Distilled and Refined Annotation of Metabolism: A tool for the annotation and curation of function for microbial and viral genomes
GNU General Public License v3.0
249 stars 52 forks source link

DRAM hanging on Merging ORF annotations step #232

Closed Rridley7 closed 1 year ago

Rridley7 commented 1 year ago

Hi, Thank you for your work on this tool! I am having an issue where DRAM is freezing on the Merging ORF annotations step, and does not continue the workflow following this. I am running DRAM in a snakemake environment on a single sample. The error log file from the run is attached. dram_run.txt

rmFlynn commented 1 year ago

Can you edit the time limit in slurm? Give it a long time slurmstepd: error: *** JOB 42095 ON atl1-1-02-003-21-2 CANCELLED AT 2022-11-06T00:23:00 DUE TO TIME LIMIT ***

Rridley7 commented 1 year ago

I can give it a longer time - I gave it 24 hrs, however over 20 hrs was spent in the merging ORF annotations step. Is this to be expected?

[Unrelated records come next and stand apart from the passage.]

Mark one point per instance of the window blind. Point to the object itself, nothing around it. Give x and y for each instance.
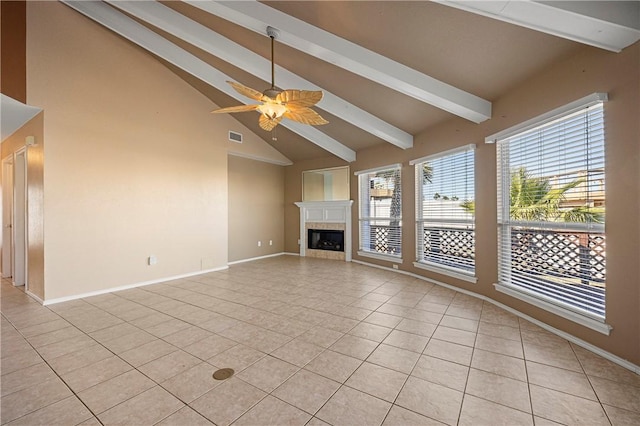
(551, 211)
(380, 214)
(445, 209)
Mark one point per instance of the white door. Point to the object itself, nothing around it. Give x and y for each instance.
(20, 218)
(7, 213)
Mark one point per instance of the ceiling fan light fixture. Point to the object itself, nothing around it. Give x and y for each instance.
(272, 110)
(276, 103)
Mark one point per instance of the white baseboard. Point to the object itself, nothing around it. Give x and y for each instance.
(34, 296)
(129, 286)
(571, 338)
(235, 262)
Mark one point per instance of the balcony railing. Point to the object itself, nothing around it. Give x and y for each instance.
(546, 262)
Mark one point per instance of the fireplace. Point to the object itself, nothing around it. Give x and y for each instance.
(325, 239)
(331, 217)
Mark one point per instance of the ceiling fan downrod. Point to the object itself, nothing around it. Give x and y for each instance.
(272, 92)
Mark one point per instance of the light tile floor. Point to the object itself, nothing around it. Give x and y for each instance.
(312, 341)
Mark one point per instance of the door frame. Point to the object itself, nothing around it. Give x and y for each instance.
(20, 219)
(7, 216)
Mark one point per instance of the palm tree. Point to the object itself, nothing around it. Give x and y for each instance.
(534, 199)
(396, 202)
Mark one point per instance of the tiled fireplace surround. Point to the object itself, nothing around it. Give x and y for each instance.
(326, 215)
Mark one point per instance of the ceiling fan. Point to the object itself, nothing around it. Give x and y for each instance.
(276, 103)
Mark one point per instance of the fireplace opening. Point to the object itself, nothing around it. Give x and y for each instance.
(323, 239)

rmFlynn commented 1 year ago

Not usually, but it is possible depending on the file system and what else is running. How many times did it do this?

Rridley7 commented 1 year ago

I have attempted it about 5 or 6 times, each time having the same result. I did also have it run in a much shorter time when running it on the already predicted genes using annotate-genes rather than the contigs file with annotate, however I would like the additional information provided by the other annotations.

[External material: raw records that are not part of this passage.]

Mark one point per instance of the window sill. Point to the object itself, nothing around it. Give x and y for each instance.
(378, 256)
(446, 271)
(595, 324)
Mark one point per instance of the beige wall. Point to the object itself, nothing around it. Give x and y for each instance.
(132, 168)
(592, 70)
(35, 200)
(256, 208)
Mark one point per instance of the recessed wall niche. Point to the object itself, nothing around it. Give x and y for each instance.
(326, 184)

rmFlynn commented 1 year ago

You want other genes but not the Gen Bank files? I'll have to double check but sometimes GenBank can cause things to hang. The generation of those files is for some reason an exponential process. If annotate genes is running great then maybe that's it. You could call all your gene with prodigal and then combine them. Then again maybe it's time I made a skip genbank option.

Rridley7 commented 1 year ago

I'm not super concerned about the Genbank files, more just the annotation information in any format. From what I understand however, prodigal does not call the trna or rrna information either, which would be useful for me. This would only be available through running the entire pipeline, correct?

Somewhat a side question but also related, is it possible to include input from another annotation source, say genes we have already called with uniprot90, and directly add them in to the dram annotate and distill functions?

rmFlynn commented 1 year ago

To part one, the DRAM paper does document the way we call rRNA and tRNA, so you could recreate that part more or less quickly and just drop the files in with the correct names. DRAM just looks for correctly formatted files with correct names so you can mess with the files a lot. I may make a separate tool in the coming weeks, but I don't have time at the moment. You would be better served waiting for the gen bank process to finish. This is not ideal, but there is no time for a rewrite at the moment.

It is possible you would just need to match the format of the annotations file and add it on. I would use caution with the results, however, keep in mind that uniref plays second Fidel to KOfam. This would fall into the categories of hacking the program in the softest sense.